Soon the various tasks had been parceled out, including shifts to provide direct care and transportation to the medical appointments that were scheduled sometimes four or five times a week.
"Often when people are in a situation like this, friends want to help but don't know how to," says Kay Ratcliff, a professor of sociology who joined the network from the start and later became coordinator. "Share the care set up a method for people to be involved without feeling like they were intruding."
One volunteer helped Cameron clean and disinfect the house every week, while another took Greg out so he would not be exposed to the dust. Myra Ferree, a professor of sociology now teaching at the University of Wisconsin-Madison, organized the cooking team, even though for much of the time Greg was on a special diet that meant he could only eat heavily processed food.
"The freezer compartment in the sociology department was always full of Tupperware," says Cameron. "For six to eight months we ate out of the freezer." And when the couple decided to renew their marriage vows in a church ceremony on the eve of a treatment they feared he might not survive, Myra hosted a potluck reception at her house for 60 guests.
Direct care for Greg at home was not always easy. In addition to the typical side effects of chemotherapy, Greg's treatment produced staph infections, severe osteoporosis, hallucinations and severe agitation. "There was not a week when something major did not happen," says Cameron.
Members of the group took it all in stride, however, with help from the couple's robust sense of humor. "They would make light of these incredible life-and-death situations," says Kay, "and we would laugh with them."
"We found we shared an interest in hiking," says Neubeck. "Greg is a very physically active person and I had a hard time keeping up with him on the trail." They also - when Greg was well enough - worked out together in Hawley Armory, went to movies and delighted in finding out-of-the-way restaurants.

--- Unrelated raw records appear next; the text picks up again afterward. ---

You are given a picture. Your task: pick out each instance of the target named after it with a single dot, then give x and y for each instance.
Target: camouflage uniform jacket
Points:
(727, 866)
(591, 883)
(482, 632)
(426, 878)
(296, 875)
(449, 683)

Friendships like this were a life-saver, says Greg.
"The most horrible thing was the isolation," he says. "The people in the care network helped me keep my spirits up without realizing it. It was communication with other human beings that kept me going."
As so often happens in volunteering, the members of the care network felt enriched by the experience too. "Greg was very inspirational to me," says Neubeck.
Danielle Currier, a Ph.D. student in sociology, says she wishes everybody could participate in a care network. "Not that they should see somebody wonderful suffering," she says, "but I wish everybody could see how important it is for us as human beings to help each other and reach out to each other."
Somehow, throughout the crisis, Cameron continued to teach. Doing research was harder. "Students provide a good distraction," she says, "but sitting alone at a computer, I find it hard not to think about cancer or what's going on at home."
Still, she was able to prepare a grant proposal sufficiently outstanding to land a prestigious Bunting Fellowship at Harvard University this academic year.
"The idea that someone could be denied life-saving medical treatment because they have inadequate social support is unacceptable," says Cameron. "It's a great thing that the community rallies round, but every time family members make up for inpatient hospitalizat ion, we let medical providers and insurance companies off the hook."
A more balanced mix of inpatient and outpatient care would help, they say, as well as more medical support at home paid by insurance.
For now, Greg and Cameron are facing the future with the same mix of courage and good humor that has brought them this far.
"I've enjoyed this second chance at life so much," says Greg. "I've learned to take pleasure in simpler things and be grateful for them."